2004 – 2008, les années pré-olympiques…pour Liu Xiang, c’est le paradis en enfer, ou l’inverse. L’homme et son coach ne s’appartiennent plus. Il capitalise sur son nom, sur ses performances. Certes, son compte en banque fait jeu égal avec les pongistes, mais l’étau se ressert. Liu Xiang n’est plus un citoyen libre dans une dictature qui verrouille encore férocement la liberté d’écrire et de s’exprimer. On le traque, on l’ausculte, on lui cherche des petites amies, on veut tout savoir pour tout écrire. L’attention redouble même l’été 2006 lorsqu’il bat le record du monde lors du meeting de Lausanne en 12’’88 puis à Osaka lorsqu’il remporte le titre mondial en 2007. Liu Xiang est sacré dieu des stades. Pour le chinois moderne, un doigt coincé dans le petit livre rouge et la main posé délicatement sur le volant d’une grosse Benz, c’est le gendre idéal incarnant l’avenir du pays.
Liu Xiang grand albatros déchu, s’effondre dès la première haie
Les Jeux approchent, la Fédération pourtant très dirigiste et protectionniste comprend trop tard que le mal est déjà fait. Conduire un entraînement de haut niveau et accepter les maintes sollicitations à la fois du pouvoir politique et économique, est plus délicat que de franchir en quelques foulées la muraille de Chine. Liu Xiang se blesse et les J.O. tournent à une farce aigre doux.
Dès lors, la carrière de Liu Xiang ne va tenir qu’à un fil, qu’à ce maudit tendon d’Achille qu’il va soigner, opérer, reposer, soigner encore et toujours avec parfois des éclaircies lui laissant espérer durablement le meilleur, comme à Daegu puis à Istanbul, par deux fois médaillé d’argent.
Et comme la farce aigre doux se mange froid, les Jeux de Londres tournent à nouveau au drame, Liu Xiang grand albatros déchu, s’effondre dès la première haie. The end.

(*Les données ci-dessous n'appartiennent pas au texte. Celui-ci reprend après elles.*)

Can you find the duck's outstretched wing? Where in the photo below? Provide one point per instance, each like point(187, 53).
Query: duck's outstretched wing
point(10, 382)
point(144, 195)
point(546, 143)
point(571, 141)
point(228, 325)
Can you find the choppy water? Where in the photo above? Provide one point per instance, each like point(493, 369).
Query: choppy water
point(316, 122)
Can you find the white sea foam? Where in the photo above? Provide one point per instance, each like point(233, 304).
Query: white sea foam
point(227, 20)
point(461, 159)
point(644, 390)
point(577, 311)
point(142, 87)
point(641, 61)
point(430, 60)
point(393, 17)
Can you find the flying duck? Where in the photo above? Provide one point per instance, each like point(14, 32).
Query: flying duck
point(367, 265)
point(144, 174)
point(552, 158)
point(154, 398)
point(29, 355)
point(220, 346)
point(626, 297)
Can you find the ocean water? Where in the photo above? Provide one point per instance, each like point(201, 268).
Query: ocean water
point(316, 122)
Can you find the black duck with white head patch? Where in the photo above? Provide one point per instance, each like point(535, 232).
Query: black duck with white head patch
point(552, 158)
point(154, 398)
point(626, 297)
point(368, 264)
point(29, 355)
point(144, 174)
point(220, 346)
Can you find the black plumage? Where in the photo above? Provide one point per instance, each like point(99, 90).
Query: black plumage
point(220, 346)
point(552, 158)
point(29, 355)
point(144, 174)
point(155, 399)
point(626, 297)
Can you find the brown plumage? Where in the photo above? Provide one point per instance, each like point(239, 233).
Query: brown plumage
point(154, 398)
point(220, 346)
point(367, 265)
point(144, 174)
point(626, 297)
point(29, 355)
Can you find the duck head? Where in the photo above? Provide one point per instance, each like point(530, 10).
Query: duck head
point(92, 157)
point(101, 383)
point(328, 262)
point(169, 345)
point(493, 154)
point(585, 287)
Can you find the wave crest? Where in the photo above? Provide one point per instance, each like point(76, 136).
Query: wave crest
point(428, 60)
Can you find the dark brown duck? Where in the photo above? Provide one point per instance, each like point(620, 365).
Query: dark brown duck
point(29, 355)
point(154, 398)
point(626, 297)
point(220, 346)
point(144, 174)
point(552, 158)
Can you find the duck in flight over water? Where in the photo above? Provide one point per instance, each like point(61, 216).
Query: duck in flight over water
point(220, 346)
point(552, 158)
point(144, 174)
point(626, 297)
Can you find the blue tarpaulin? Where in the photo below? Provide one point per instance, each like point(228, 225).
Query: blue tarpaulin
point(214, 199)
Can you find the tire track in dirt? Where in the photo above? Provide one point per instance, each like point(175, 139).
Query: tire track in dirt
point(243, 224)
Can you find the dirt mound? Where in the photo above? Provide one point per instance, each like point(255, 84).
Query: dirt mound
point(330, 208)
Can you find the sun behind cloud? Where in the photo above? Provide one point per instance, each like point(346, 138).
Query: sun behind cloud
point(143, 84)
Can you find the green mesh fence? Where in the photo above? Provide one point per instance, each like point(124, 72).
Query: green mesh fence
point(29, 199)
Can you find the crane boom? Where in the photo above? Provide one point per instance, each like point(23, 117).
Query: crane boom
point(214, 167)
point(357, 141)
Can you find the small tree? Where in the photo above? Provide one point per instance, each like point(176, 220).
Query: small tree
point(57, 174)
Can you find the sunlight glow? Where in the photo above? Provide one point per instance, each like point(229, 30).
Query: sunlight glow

A l’approche des Mondiaux de Pékin, certains ont pensé secrètement que Liu Xiang pourrait enfin briller au cœur du stade olympique pour laver l’affront des J.O. de 2008. A 200 jours du Mondial, l’annonce est tombée auprès des agences mondiales via son entraîneur de toujours. A 32 ans, Liu Xiang a décidé de mettre un terme à sa carrière. Désormais, il pense à se marier, à construire une famille avec un…deux enfants et faire fructifier une fortune amassée en 12 ans de haut niveau. Sans oublier bien entendu le parti, fils encarté et dévoué à la nation, à jamais.